To qualify, a family of four can have an annual net income of up to $23,556, which puts them at the federal poverty level. They would then receive up to $632 a month in SNAP benefits, which equates to about $5.25 a day per person for food. The average SNAP recipient receives $4 per day, according to the Food Research and Action Center.

While getting this extra money can mean the difference between eating and going hungry, the limited funds can make it difficult to choose which food to buy. Getting the most nutrition for your money can be hard when you don’t have a lot of money for groceries, but it’s not impossible.

According to dieticians and nutritionists, some foods are better than others when you’re trying to stretch a dollar.
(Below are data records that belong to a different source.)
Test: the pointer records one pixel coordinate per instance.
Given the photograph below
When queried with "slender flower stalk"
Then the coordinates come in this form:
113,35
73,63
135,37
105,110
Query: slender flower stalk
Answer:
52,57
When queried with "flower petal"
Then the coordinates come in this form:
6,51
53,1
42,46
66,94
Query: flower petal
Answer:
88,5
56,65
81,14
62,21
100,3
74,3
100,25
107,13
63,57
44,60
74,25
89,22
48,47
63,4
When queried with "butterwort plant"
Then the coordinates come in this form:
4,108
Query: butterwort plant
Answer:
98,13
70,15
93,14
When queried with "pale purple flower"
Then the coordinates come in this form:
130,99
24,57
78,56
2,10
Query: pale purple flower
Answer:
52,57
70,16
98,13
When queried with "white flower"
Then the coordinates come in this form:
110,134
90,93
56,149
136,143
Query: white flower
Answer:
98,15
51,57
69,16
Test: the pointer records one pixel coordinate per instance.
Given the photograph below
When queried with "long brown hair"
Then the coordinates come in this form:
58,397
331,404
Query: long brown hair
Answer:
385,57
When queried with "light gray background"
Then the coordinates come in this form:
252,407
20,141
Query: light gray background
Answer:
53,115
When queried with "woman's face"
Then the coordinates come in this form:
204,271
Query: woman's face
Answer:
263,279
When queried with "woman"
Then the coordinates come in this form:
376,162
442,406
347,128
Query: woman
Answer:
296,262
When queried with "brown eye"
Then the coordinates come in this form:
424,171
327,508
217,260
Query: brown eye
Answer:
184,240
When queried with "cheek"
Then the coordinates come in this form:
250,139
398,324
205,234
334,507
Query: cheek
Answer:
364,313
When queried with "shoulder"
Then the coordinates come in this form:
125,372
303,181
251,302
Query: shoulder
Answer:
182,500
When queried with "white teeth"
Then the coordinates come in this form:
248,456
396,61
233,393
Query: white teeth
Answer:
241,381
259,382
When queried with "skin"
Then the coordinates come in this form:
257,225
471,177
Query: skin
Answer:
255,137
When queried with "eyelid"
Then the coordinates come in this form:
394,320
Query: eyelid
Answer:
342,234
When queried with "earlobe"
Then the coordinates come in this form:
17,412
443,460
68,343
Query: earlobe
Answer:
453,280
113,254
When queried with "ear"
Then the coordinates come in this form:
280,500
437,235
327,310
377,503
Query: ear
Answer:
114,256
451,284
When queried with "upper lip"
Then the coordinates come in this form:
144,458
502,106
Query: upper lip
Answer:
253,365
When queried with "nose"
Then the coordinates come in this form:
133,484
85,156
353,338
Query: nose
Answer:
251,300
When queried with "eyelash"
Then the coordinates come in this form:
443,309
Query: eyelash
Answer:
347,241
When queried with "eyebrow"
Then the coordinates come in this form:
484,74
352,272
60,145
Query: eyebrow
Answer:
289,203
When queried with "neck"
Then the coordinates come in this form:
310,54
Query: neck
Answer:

Here are seven that you should consider when funds are tight:

Brown rice. The vitamins, minerals and antioxidants are some of the benefits, but one of the biggest pluses may be that the high amount of fiber in brown rice helps slow digestion and fill you up for a long time.

“Fiber is one of the best [nutritional components] that helps with satiety, or the feeling of fullness,” says Rachel Begun, a food and nutrition consultant in Boulder, Colo.”They also help to spread the food dollar because they’re a component of meals that can help you make a fulfilling dish.”

Beans. Like many items at the grocery store, buying in bulk can save a lot of money. Dry beans can cost about $1 per pound and expand to three times their volume when cooked, turning three to four cups of dry beans into nine cups when cooked, says Carol Wasserman, a certified holistic health practitioner in Manhattan.

And beans, like rice, can be flavored with spices and herbs to make the main portion of a meal.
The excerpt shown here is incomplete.